Applied to recommendations, the Contextual-Bandit task will sound like this: “We feed user and item context vectors to the system, we want to maximize the likelihood of interaction (click, purchase) for all users over time, making frequent updates to the recommendation policy”. Such a formulation naturally solves the problem of exploration vs exploitation and allows you to quickly roll out the optimal strategies for all users.

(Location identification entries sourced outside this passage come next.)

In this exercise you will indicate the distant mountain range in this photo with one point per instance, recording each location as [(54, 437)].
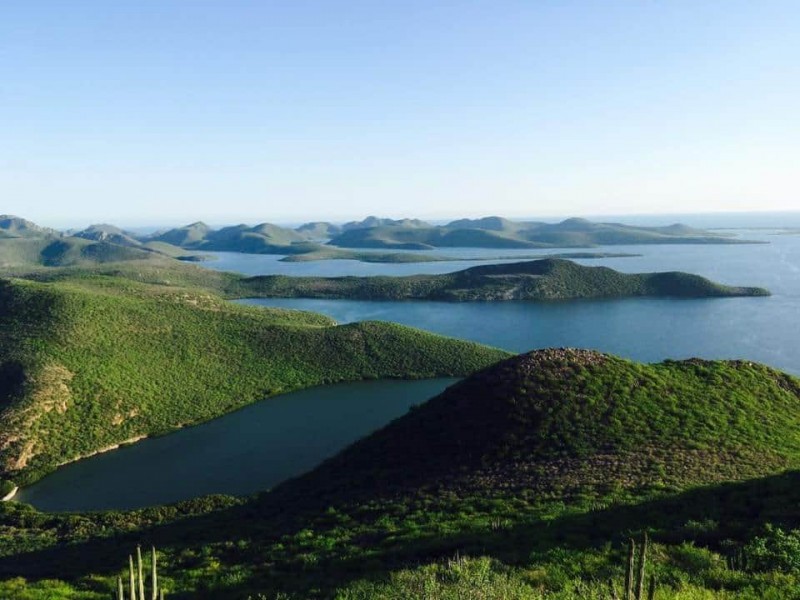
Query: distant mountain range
[(24, 242), (546, 279)]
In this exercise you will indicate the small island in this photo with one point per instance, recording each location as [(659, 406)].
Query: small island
[(546, 279)]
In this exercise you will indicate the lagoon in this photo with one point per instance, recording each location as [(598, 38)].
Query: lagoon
[(646, 329), (244, 452)]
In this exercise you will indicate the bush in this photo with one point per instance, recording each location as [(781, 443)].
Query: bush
[(776, 550)]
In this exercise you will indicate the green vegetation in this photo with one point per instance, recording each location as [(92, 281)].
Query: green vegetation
[(6, 487), (333, 253), (525, 480), (496, 232), (88, 362), (546, 279)]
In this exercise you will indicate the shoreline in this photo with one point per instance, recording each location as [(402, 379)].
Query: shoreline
[(105, 449)]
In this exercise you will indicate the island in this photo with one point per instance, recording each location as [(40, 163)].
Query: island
[(546, 279)]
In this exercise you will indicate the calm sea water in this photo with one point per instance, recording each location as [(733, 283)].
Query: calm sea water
[(761, 329), (263, 444), (241, 453)]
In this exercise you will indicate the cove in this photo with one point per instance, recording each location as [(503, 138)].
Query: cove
[(244, 452)]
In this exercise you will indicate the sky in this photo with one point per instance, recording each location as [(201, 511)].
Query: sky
[(171, 111)]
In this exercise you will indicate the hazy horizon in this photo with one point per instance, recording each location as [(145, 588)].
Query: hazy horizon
[(721, 219), (115, 112)]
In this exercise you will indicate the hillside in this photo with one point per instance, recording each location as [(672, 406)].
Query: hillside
[(544, 464), (89, 361), (546, 279), (110, 234), (496, 232), (563, 421)]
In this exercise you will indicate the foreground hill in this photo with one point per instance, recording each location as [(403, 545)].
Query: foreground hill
[(564, 421), (17, 227), (88, 362), (544, 463), (265, 238), (496, 232), (547, 279)]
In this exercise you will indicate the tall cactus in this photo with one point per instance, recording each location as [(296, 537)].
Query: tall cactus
[(629, 570), (136, 586), (132, 577), (141, 572), (634, 589), (640, 572)]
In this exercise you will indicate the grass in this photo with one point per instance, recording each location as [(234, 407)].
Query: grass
[(546, 279), (87, 362), (516, 467)]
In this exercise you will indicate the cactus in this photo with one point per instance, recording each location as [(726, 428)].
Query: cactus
[(136, 579), (640, 572), (629, 572), (637, 568), (154, 574)]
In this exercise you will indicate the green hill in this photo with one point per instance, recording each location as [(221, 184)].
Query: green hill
[(260, 239), (88, 362), (16, 227), (544, 464), (563, 421), (110, 234), (496, 232), (65, 251), (547, 279)]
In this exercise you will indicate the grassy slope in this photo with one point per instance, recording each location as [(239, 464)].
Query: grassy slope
[(87, 362), (459, 475), (547, 279)]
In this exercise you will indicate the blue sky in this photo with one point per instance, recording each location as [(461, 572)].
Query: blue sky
[(162, 111)]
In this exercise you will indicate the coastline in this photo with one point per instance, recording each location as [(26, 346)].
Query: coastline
[(127, 442)]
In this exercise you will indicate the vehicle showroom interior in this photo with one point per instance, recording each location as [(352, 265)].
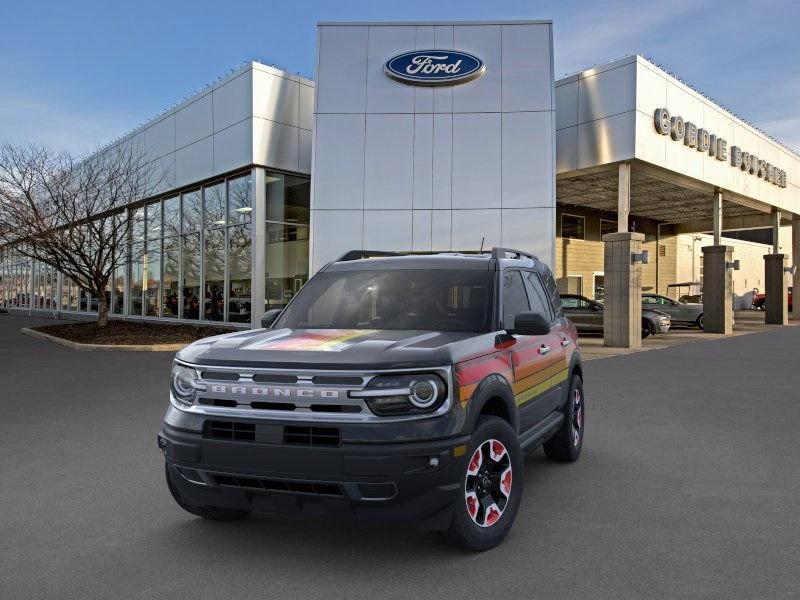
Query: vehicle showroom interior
[(621, 177)]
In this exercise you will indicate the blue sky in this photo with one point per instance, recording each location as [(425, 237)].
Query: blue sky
[(75, 74)]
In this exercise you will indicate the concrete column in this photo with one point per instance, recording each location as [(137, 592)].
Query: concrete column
[(622, 313), (259, 246), (776, 289), (717, 290), (623, 197), (718, 217), (796, 263), (776, 231)]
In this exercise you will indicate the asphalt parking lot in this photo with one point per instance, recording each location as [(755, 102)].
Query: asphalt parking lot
[(688, 488)]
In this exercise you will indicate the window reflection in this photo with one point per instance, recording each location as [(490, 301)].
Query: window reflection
[(170, 276), (191, 276), (152, 277), (239, 274)]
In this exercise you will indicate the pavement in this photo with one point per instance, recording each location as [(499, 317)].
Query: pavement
[(746, 321), (687, 487)]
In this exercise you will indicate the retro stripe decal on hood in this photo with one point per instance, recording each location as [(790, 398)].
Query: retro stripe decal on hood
[(316, 340)]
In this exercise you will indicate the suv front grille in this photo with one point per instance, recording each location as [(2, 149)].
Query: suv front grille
[(311, 436)]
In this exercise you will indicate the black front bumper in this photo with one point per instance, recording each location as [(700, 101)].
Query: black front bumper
[(397, 482)]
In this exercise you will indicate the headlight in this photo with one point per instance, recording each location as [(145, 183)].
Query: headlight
[(183, 381), (417, 393)]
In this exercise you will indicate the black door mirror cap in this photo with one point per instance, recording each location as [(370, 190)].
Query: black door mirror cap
[(270, 317), (531, 323)]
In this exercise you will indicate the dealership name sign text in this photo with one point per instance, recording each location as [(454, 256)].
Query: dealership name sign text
[(704, 141), (434, 67)]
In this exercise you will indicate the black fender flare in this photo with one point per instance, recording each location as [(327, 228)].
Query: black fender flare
[(492, 386)]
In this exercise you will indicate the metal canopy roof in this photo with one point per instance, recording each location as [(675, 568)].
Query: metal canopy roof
[(651, 197)]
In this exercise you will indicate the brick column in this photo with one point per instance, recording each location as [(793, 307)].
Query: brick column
[(622, 312), (717, 290), (776, 289)]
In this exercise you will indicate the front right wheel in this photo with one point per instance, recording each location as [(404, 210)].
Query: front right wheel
[(491, 491)]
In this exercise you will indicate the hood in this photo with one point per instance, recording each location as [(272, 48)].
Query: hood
[(332, 349)]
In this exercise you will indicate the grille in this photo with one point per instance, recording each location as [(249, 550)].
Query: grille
[(279, 485), (230, 430), (311, 436)]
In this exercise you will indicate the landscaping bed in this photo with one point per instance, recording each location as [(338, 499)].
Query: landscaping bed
[(121, 333)]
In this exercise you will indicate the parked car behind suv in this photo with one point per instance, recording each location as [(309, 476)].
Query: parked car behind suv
[(399, 388), (681, 313), (587, 315)]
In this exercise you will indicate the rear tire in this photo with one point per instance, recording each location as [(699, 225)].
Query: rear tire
[(487, 505), (566, 444), (215, 513)]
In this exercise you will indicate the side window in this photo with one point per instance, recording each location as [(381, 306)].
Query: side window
[(537, 295), (515, 299)]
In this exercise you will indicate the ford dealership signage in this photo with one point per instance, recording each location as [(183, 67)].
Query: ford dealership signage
[(434, 67)]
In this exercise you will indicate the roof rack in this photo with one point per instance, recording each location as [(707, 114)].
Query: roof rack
[(498, 252), (359, 254)]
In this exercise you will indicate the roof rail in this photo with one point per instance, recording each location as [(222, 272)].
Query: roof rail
[(359, 254), (498, 252)]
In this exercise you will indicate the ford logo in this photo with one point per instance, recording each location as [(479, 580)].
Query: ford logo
[(434, 67)]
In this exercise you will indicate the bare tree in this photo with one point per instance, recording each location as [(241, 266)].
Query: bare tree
[(70, 213)]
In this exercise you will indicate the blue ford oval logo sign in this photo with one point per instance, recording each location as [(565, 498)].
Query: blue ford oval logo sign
[(434, 67)]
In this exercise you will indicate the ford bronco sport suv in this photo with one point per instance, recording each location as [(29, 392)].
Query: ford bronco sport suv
[(402, 388)]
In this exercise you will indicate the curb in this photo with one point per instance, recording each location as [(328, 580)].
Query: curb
[(123, 347)]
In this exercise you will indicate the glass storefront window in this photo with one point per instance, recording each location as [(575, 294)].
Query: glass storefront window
[(119, 291), (239, 274), (287, 263), (172, 216), (170, 275), (152, 278), (288, 198), (191, 276), (154, 220), (192, 211), (214, 291), (135, 282), (215, 206), (137, 225), (239, 209)]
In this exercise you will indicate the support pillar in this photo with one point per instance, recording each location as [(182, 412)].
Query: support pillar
[(717, 290), (717, 217), (258, 288), (623, 197), (776, 290), (622, 312), (796, 263)]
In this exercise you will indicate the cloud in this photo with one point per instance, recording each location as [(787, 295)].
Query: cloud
[(39, 117)]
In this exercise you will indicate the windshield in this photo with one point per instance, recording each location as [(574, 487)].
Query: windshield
[(440, 300)]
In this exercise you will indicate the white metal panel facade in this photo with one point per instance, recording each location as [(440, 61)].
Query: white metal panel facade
[(401, 167)]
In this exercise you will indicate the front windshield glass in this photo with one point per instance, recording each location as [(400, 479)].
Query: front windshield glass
[(437, 299)]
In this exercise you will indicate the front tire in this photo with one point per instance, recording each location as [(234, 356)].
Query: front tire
[(491, 490), (214, 513), (566, 444)]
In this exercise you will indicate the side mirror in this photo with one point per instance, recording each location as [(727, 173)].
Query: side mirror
[(270, 317), (531, 323)]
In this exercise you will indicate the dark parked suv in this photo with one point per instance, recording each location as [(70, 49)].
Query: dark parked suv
[(393, 387)]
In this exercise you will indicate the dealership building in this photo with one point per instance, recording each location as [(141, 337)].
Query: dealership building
[(448, 137)]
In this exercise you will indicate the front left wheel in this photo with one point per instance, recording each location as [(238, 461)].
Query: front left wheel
[(491, 491)]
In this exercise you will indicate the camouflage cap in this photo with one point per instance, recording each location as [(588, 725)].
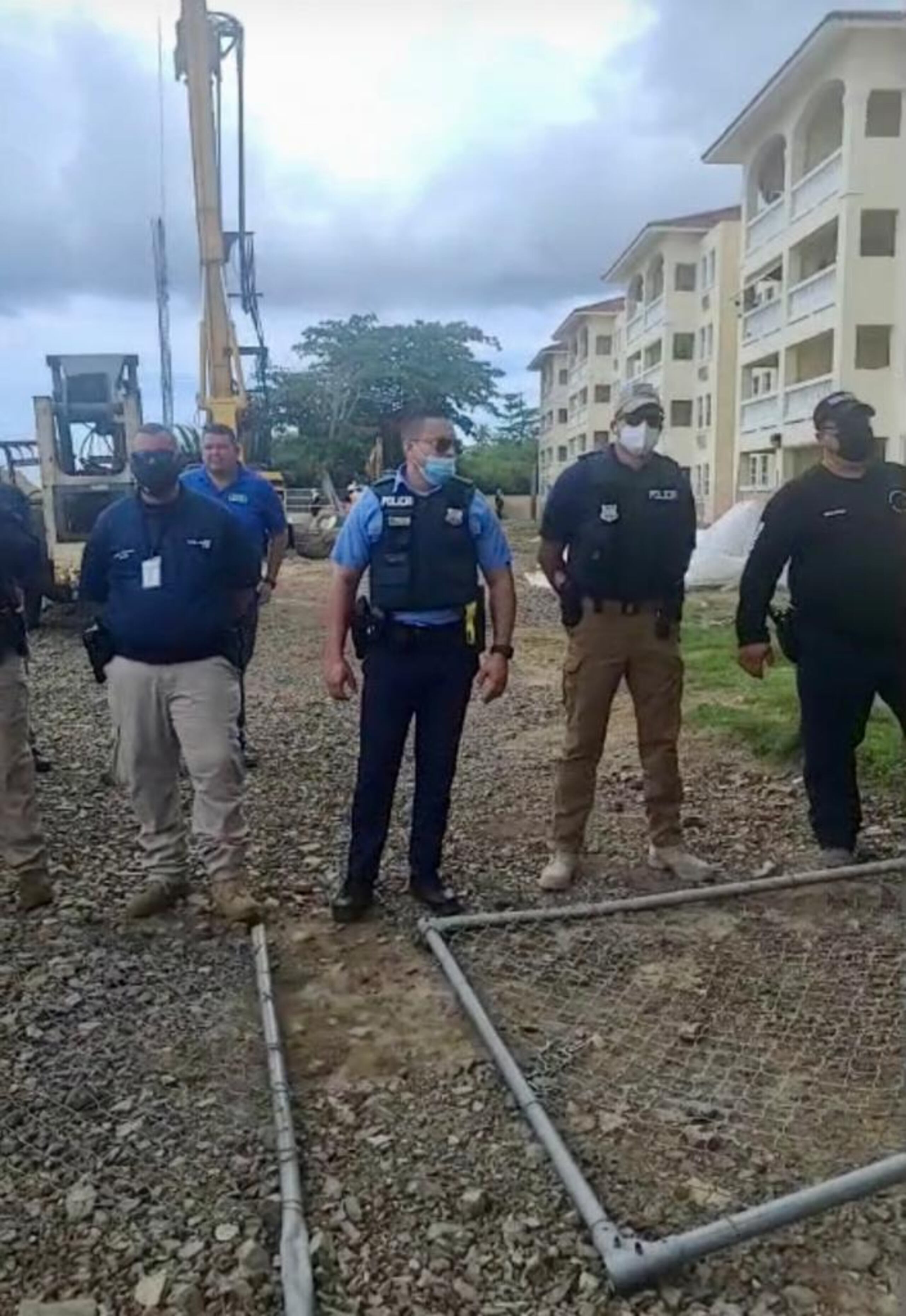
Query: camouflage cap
[(636, 394)]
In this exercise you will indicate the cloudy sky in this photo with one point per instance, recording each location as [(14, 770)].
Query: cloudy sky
[(436, 159)]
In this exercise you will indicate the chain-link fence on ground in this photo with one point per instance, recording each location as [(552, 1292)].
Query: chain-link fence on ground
[(705, 1059)]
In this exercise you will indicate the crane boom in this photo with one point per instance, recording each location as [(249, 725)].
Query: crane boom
[(222, 386)]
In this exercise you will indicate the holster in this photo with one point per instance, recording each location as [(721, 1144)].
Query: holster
[(788, 632), (99, 647)]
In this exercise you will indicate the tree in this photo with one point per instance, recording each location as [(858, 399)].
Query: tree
[(358, 373)]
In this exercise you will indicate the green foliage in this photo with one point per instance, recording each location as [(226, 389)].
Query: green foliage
[(356, 374)]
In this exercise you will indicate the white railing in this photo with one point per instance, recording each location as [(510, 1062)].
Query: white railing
[(636, 327), (763, 320), (654, 313), (820, 183), (759, 412), (814, 294), (800, 401), (766, 225)]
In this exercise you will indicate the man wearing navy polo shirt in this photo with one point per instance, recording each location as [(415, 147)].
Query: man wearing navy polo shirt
[(171, 573), (257, 507), (424, 535)]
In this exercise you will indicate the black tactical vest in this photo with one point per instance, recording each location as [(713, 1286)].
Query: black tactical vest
[(425, 557), (632, 540)]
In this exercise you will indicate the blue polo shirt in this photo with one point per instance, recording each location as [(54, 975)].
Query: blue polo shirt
[(365, 524), (250, 498), (206, 559)]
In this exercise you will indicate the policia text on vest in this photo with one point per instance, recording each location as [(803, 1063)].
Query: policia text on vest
[(421, 639)]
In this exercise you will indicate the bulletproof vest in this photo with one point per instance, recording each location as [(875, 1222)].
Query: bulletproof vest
[(425, 557), (630, 543)]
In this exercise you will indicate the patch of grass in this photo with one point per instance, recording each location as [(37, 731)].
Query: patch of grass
[(764, 715)]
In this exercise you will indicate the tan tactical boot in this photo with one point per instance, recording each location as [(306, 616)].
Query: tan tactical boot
[(156, 898), (35, 891), (235, 903)]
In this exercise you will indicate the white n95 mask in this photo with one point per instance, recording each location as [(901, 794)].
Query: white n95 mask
[(638, 440)]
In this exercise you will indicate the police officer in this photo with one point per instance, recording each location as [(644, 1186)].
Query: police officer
[(173, 572), (22, 843), (424, 533), (842, 530), (617, 535), (258, 509)]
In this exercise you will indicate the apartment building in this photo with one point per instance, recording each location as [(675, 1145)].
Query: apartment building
[(679, 333), (822, 294), (579, 379)]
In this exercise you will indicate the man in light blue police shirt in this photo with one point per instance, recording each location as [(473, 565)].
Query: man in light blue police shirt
[(256, 504), (424, 533)]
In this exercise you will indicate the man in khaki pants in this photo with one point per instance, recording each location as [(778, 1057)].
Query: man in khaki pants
[(22, 844), (173, 572), (617, 536)]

In the wake of the popularity of the transformer architecture, there are also attempts to use them in recommendations. Next Item Recommendation with Self-Attention attempts to combine long-term and recent user preferences to improve recommendations.
Instruments
Recommendations are not such a popular topic as CV or NLP, so in order to use the latest grid architectures you will either have to implement them yourself, or hope that the author’s implementation is quite convenient and understandable. However, some basic tools do exist:
Recommender systems are far from the standard setting for completing the rating matrix, and there will be nuances in each specific area. This introduces difficulties, but also adds interest. In addition, it is difficult to separate the recommendation system from the product as a whole. After all, not only the list of items is important, but also the method and context of submission. What, how, to whom and when to recommend. All this determines the impression of interaction with the service.